Thursday, October 11, 2012

Culture Shock 10.11.12: Bloody Bava bows on Blu-ray


Only in the past decade has Italy's "maestro of the macabre" begun to get the recognition he is due.

Throughout the 1960s and into the mid-'70s, Mario Bava's atmospheric films — mostly in the horror genre — played in drive-ins and other disreputable venues. Sometimes they were part of double or ever triple features of terror, dismissed by their distributors as disposable schlock.

That's the fate of a working director, which Bava was, grinding out movies on minuscule budgets. He was as much a craftsman as an artist. Bava often was his own cinematographer, and he always handled the bulk of his films' special effects. But he brought artistry to his craft, and that dedication has won him admirers as diverse as Tim Burton, Quentin Tarantino and Martin Scorsese.
As Bava's movies began to appear on DVD in their original, uncut versions in the 2000s — two decades after his death in 1980 at age 65 — he began to attract a new audience and renewed appreciation. Most of his best films have been released in two DVD box sets, The Mario Bava Collection Vols. 1 and 2. Now Kino Lorber, which released a brilliantly restored version of Fritz Lang's silent masterpiece "Metropolis," is turning its attention to Bava, bringing three of his newly remastered films to Blu-ray for the first time.

Kino's releases include Bava's breakthrough film "Black Sunday" (1960) starring Barbara Steele; his most troubled, yet most personal film, "Lisa and the Devil" (1973) with Telly Savalas, Elke Sommer and Italian screen legend Alida Valli; and his 1970 thriller "Hatchet for the Honeymoon." Kino has released "Black Sunday" and "Lisa and the Devil" under its Kino Classics label, while opting to release "Hatchet" under its Redemption horror label. That's understandable because while all are worthwhile, only the first two are true classics.

"Black Sunday" is Bava's best known and most influential work, the one you're most likely to see on late-night television, especially at this time of year. It's also the film that made a horror icon out of Steele, whose large, hypnotic eyes convey malice as easily as they elicit sympathy, which led to her more than once playing good and evil twins, including here.

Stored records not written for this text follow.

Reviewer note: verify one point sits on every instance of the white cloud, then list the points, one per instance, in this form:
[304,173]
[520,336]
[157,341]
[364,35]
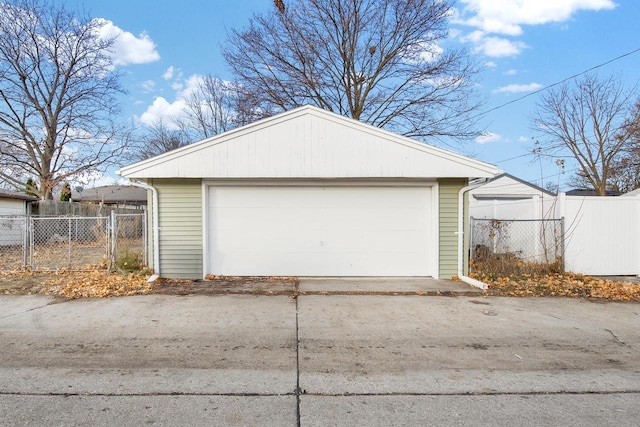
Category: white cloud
[168,75]
[497,47]
[514,88]
[161,109]
[127,48]
[507,16]
[148,85]
[488,137]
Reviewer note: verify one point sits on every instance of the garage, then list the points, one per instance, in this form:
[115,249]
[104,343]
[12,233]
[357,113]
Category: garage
[307,193]
[310,230]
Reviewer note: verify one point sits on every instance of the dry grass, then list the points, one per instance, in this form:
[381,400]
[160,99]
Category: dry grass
[521,279]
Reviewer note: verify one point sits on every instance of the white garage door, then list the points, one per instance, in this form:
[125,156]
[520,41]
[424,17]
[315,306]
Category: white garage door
[320,231]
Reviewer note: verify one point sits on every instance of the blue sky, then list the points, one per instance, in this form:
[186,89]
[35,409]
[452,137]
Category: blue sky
[525,45]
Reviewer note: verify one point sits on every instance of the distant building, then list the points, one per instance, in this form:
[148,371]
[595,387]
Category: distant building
[590,192]
[112,196]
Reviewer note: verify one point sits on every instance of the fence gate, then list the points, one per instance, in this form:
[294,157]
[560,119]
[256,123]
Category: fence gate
[505,244]
[13,242]
[129,238]
[71,243]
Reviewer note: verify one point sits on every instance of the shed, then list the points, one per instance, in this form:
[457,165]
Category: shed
[509,197]
[115,196]
[14,208]
[306,193]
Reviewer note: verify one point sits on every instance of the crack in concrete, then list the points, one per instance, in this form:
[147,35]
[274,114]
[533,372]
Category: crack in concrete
[26,311]
[615,337]
[316,394]
[297,391]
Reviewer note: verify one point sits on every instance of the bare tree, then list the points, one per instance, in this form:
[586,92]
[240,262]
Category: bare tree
[215,106]
[160,139]
[378,61]
[58,90]
[590,120]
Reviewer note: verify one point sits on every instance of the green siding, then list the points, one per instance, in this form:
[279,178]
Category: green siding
[448,218]
[180,222]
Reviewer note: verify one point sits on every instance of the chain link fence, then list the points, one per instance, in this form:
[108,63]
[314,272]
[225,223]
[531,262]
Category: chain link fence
[129,243]
[73,243]
[70,243]
[506,247]
[13,242]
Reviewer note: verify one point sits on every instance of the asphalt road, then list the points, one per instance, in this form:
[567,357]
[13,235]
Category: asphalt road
[318,360]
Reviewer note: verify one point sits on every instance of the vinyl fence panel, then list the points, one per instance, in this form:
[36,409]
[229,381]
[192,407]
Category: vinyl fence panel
[602,234]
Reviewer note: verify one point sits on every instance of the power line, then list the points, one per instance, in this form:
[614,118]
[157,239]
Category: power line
[556,83]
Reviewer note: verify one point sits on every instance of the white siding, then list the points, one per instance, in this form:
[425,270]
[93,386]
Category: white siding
[12,207]
[309,143]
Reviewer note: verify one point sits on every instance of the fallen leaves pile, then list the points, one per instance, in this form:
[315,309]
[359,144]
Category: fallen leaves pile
[561,285]
[72,285]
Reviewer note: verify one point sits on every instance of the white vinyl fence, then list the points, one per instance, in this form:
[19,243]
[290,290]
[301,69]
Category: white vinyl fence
[601,234]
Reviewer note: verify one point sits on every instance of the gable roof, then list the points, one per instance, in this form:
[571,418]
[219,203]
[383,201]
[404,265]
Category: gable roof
[507,186]
[308,142]
[111,194]
[632,193]
[8,194]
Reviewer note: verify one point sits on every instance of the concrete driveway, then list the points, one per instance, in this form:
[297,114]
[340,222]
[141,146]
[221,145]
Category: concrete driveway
[318,360]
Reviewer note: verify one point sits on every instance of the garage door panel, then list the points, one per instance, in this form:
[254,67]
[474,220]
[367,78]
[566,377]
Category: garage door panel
[303,231]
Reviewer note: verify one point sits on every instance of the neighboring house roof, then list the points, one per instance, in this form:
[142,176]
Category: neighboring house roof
[308,142]
[589,192]
[7,194]
[111,194]
[508,187]
[633,193]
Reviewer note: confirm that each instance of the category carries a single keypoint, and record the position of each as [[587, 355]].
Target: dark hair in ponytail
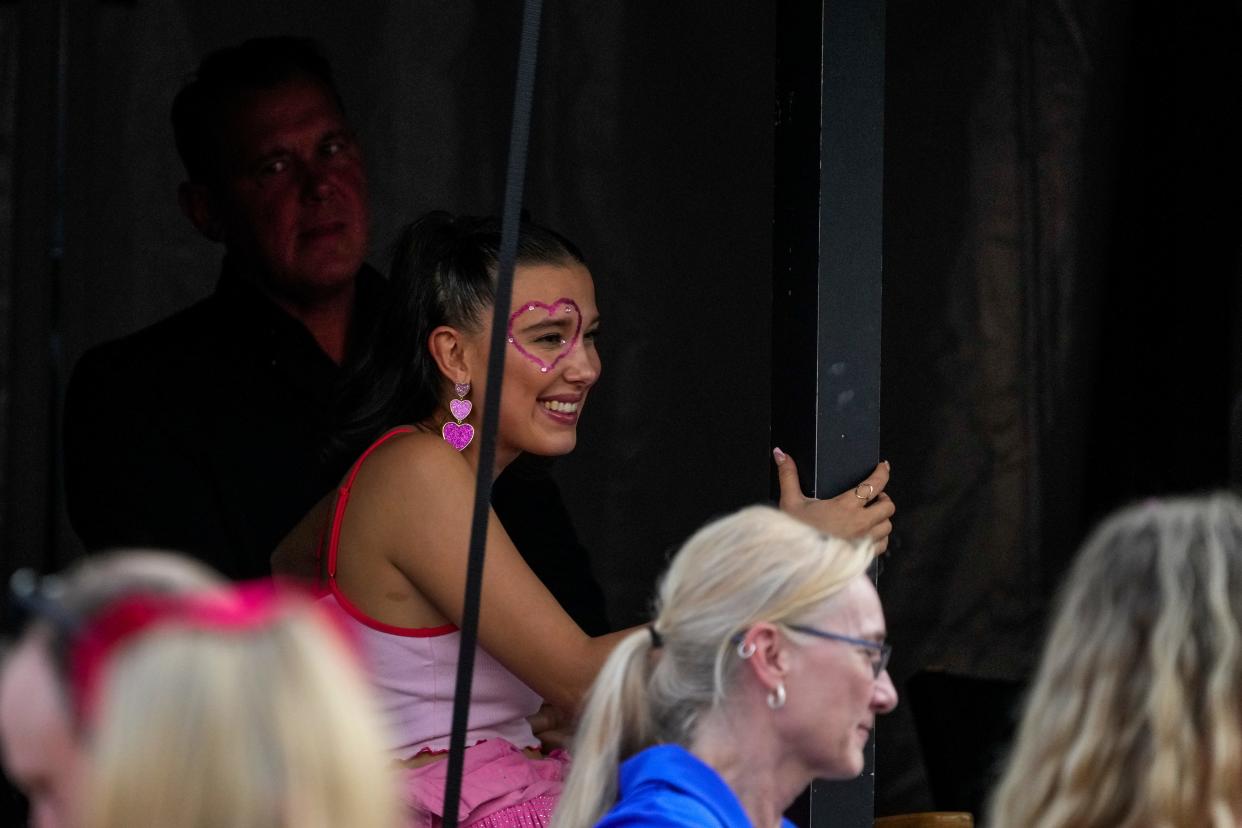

On the disc's audio commentary, Bava expert Tim Lucas of Video Watchdog magazine draws our attention to an exterior shot that highlights Bava's attention to detail. The shot lasts a just a few seconds, but it is almost absurdly complex, involving a partial model, matte paintings, forced perspective and in-camera lighting tricks, all engineered by Bava himself.

But for me, Bava's masterpiece is "Lisa and the Devil," which I rate as one of the best films ever produced. Yet this is a film that couldn't even find a distributor when it was made. Bava's producer, Alfredo Leone, commissioned new scenes and released "Lisa" a year later as "The House of Exorcism," successfully cashing in on "The Exorcist" mania, but sacrificing Bava's most heartfelt work in the process. (Kino's Blu-ray includes both versions, so you can judge for yourself.)

By turns creepy and whimsical, "Lisa and the Devil" is part murder mystery and part ghost story, with a dreamlike plot involving characters who may be dead or may be department store dummies or may be figment's of Lisa's imagination. The story, like the village in which Lisa (Sommer) gets lost, is like an M.C. Escher painting, folding in on itself.

And at the center of the proceedings is Savalas, clearly having a ball as the butler Leandro, bemoaning his menial fate while bearing a not-at-all-coincidental resemblance to a fresco of the devil in the village square.

This is how Bava's greatest films were meant to be seen, in high-definition glory and looking better than when they were first shown. Sit back, and let the maestro conduct.